Daha sonra, Coğrafi faktörler: İklim koşulları insanın kişiliğinin gelişmesinde etkin rol oynar. Bunu bir örnekle açıklamak gerekirse: Soğuk iklim insanlarının mizaçları daha donuk ve sertken, sıcak iklimde yaşayan insanlar daha yumuşak mizaçlıdır.
Son olarak, birey içinde bulunduğu kültürel ve sosyal faktörler: Birey bu faktörlerden ister istemez etkilenir. Belli bir kültürel ve toplumsal yapı içinde yaşayan insan dışlanmamak için topluma ayak uydurma gereği hisseder.
Kişisel gelişimi etkileye faktörler arasında ilk etken olan dış görünüşün etkisinden söz etmiştik. Bireyin dış görünüşüne çevrenin verdiği tepki ve bu tepkinin bireye etkisi olumlu ya da olumsuz yönde seyredebilmektedir. Bu duruma verilen farklı tepkiler bireyin kişilik yapısını etkilemektedir. Bedende diğerlerine oranla daha çok gelişmiş sistemlere göre dört tip insandan söz edilir. Cerebral (kafa), Respiratoire (göğüs), Musculaire (karın), Digestive (kas). Bu ayrımların yanı sıra Davenport, insanları bedensel yapılarına göre ”Slender”, ”Medium”, ”Fleshy” olarak ayırmıştır.

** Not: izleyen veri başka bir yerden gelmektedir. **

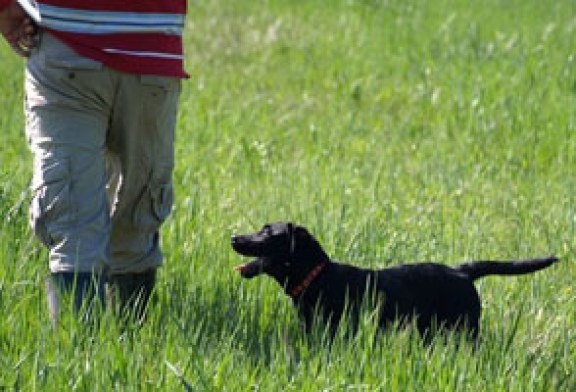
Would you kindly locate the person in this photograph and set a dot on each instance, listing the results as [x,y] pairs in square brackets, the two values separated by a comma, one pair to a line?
[102,86]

BEDEN KİMYASI VE MİZACA GÖRE KİŞİLİK
Hippocrates (M.Ö 460-377) insan mizacını vücutta en fazla bulunan, kişiliği etkileyen sıvılara göre dört grupta ele almıştır.
1) Hafif Kanlı Mizaç (Sanguine) : Kan etkin rol oynar. Neşeli kişilerdir.
2) Ağır Kanlı Mizaç (Phlegmatic) : Lenf sıvısı etkin rol oynar. Zor duygulanırlar.
3) Kara Sevdalı Mizaç (Melancolic) : Kara safra etkin rol oynar. Duygusal insanlardır.
4) Sinirli Mizaç (Choleric) : Sarı safra etkin rol oynar. Saldırkan davranışlar sergilerler.
RUH BİLİMCİLERE GÖRE KİŞİLİK AYRIMLARI
FREUD‘UN KİŞİLİK KURAMI:
Sigmund Freud’a göre insan kişiliği üç temel yapıdan oluşmaktadır.
İd (Altbenlik) : Kişiliğin temel sistemidir. İçgüdüleri barındırır. Aslında nesnel gerçekten bağımsız bir yaşantı noktasıdır. Haz prensipinin altında işleyen id bütün isteklerin anında yerine getirilmesini bekler.
Ego (Ben) : İdin savunucusudur. Bireyin iç ve dış evreni arasındaki ilişkiyi düzenler.
Süperego (Benlik) : Kişiliğin ahlaki yönüdür. Zamanla oluşur. Kişinin davranışlarını kontrol altında tutar, sansürler.
CARL JUNG’UN KİŞİLİK KURAMI:
Freud gibi bilinçaltı kavramını kabul etmiştir. Ayrıca, içi dönük ve dışa dönük kişilik kavramlarını kullanan ilk kişidir.
İçe dönük tip: İletişim konusunda zayıf kişilerdir. Dolayısıyla, uyum sağlamada güçlük yaşarlar. Toplumsal yaşam onlar için zordur, çekingen yalnızlığı seven kişilerdir.
Dışa dönük tip: Toplum içinde yaşamaktan keyif alan kişilerdir. Uyum sağlamada güçlük yaşamazlar.
EYSENCK’İN KİŞİLİK BOYUTLARI
Eysenck’e göre nitelik bireyin belli davranışlarda davranma eğilimine denir. Tip ise bu niteliklerin bir araya gelmesi ve örgütlenenmesinden oluşur.